第112回 平成26年(2014年)6月5日掲載




タマシギ


 田植えが終わったばかりの水田に、タマシギのペア=写真=がいた。奥、少し大きく首から上の赤みが美しいのがメス。手前、少し小さく全体的に褐色で地味な方がオス。
 通常鳥の世界では、メスに選んでもらうためにオスが派手な色彩を身にまとい、抱卵や子育てのために外敵から身を隠したいメスは、地味な衣装になる。ところがタマシギでは逆。なぜなら、オスとメスの役割が逆転しているから。
 卵を産むのはさすがにメスだが、産んだ卵をオスに預けて、他のオスの所に行ってしまう。残されたオスは、自分が作った巣で卵を抱き、温める。やがて孵化すると、ヒナたちを連れ歩き面倒を見て、子育てをする。タマシギは一妻多夫の珍しい鳥なのだ。その話をすると、女性たちはうれしそうな顔になり、男性たちは複雑な表情になる。

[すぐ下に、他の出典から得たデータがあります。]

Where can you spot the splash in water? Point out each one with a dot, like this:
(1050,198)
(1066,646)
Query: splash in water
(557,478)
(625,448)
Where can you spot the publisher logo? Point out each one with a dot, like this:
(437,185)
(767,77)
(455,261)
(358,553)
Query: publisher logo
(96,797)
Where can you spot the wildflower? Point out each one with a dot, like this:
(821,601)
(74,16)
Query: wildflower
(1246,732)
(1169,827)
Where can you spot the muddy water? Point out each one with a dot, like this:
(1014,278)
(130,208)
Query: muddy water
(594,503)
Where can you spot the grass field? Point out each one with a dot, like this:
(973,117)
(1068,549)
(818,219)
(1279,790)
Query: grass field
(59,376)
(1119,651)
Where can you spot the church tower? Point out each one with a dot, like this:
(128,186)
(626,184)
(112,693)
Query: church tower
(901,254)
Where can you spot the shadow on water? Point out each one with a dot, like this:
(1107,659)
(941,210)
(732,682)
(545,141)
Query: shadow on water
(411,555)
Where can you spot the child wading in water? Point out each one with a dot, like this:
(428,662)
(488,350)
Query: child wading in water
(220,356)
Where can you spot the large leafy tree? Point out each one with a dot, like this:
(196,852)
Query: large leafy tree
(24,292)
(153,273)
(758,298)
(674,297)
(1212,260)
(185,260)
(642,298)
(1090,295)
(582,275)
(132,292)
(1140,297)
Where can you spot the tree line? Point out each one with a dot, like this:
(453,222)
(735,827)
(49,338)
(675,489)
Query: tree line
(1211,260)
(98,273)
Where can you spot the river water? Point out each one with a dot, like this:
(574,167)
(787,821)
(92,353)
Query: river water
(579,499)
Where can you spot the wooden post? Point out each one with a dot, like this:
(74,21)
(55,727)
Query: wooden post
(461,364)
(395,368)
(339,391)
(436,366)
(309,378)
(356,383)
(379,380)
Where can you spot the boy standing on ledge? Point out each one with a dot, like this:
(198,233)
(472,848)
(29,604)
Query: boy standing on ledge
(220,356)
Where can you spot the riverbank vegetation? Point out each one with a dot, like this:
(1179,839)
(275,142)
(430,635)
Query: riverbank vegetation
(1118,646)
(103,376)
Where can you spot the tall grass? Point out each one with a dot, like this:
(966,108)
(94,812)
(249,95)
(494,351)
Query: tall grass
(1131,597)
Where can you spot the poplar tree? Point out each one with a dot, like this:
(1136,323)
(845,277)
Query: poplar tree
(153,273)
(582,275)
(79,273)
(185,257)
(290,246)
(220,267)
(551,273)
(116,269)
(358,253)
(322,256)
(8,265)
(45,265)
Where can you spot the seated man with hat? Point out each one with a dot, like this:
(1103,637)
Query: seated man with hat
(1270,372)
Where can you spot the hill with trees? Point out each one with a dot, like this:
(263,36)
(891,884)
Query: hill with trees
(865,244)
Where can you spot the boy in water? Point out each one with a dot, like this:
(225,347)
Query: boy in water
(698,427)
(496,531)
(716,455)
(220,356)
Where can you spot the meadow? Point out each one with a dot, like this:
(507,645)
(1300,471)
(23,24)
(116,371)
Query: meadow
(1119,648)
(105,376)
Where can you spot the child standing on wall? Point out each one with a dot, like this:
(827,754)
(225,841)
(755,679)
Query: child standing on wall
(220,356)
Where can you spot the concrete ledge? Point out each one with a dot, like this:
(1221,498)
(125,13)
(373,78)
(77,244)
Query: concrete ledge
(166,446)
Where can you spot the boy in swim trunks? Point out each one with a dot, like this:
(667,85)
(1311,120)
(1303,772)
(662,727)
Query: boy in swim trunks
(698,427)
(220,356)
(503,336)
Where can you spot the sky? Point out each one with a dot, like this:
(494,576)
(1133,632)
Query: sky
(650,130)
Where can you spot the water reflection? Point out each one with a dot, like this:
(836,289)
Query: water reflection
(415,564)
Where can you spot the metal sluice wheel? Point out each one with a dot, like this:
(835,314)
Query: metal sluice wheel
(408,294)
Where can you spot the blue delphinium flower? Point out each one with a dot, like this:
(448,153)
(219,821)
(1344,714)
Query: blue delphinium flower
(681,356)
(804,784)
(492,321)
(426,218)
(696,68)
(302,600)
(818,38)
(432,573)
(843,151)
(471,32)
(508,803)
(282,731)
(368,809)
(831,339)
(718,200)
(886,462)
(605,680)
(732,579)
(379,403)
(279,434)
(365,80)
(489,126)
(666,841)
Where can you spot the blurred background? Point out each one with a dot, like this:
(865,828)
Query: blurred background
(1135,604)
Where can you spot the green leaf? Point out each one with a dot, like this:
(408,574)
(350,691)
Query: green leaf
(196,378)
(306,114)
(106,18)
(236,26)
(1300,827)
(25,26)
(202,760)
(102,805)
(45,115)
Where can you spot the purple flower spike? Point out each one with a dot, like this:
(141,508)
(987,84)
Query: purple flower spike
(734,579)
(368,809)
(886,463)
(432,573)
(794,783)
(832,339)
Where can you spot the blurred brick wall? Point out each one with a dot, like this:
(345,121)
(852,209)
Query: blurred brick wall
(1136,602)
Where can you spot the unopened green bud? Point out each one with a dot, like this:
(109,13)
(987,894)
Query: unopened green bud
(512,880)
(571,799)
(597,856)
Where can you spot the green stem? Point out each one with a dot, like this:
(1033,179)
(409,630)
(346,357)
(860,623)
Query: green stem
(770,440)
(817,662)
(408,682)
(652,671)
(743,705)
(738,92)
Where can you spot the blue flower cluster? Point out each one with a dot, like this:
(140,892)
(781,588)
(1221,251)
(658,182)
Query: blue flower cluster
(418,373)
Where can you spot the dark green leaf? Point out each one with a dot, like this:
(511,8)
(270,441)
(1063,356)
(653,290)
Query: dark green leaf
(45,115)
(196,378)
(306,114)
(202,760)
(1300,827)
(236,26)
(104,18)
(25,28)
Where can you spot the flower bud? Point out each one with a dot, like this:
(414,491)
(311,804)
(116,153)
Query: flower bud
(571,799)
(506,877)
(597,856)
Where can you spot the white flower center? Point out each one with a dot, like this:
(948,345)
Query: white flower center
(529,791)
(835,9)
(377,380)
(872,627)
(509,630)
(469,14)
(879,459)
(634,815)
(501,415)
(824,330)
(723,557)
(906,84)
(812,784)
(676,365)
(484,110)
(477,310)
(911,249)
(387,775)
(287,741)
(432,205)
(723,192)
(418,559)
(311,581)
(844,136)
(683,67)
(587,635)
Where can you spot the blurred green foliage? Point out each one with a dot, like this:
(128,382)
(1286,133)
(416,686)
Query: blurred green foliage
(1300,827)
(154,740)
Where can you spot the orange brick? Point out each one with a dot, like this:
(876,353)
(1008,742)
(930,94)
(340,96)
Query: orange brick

 繁殖期の夕方から夜にかけて、闇の底を通し遠くまでコォーコォーと声を届けるのもメス。さえずりの役割もオスからメスに移っている。大きな目が印象的だ。
 私が自宅近くでけなげな父と子らを見たのは、40 年ほど前に犬の散歩をしていた時のこと。当時水田が広がっていた場所には今、大きなマンションが建っている。もちろんここではもう、あの声を聞くことも、あの目に出会うこともない。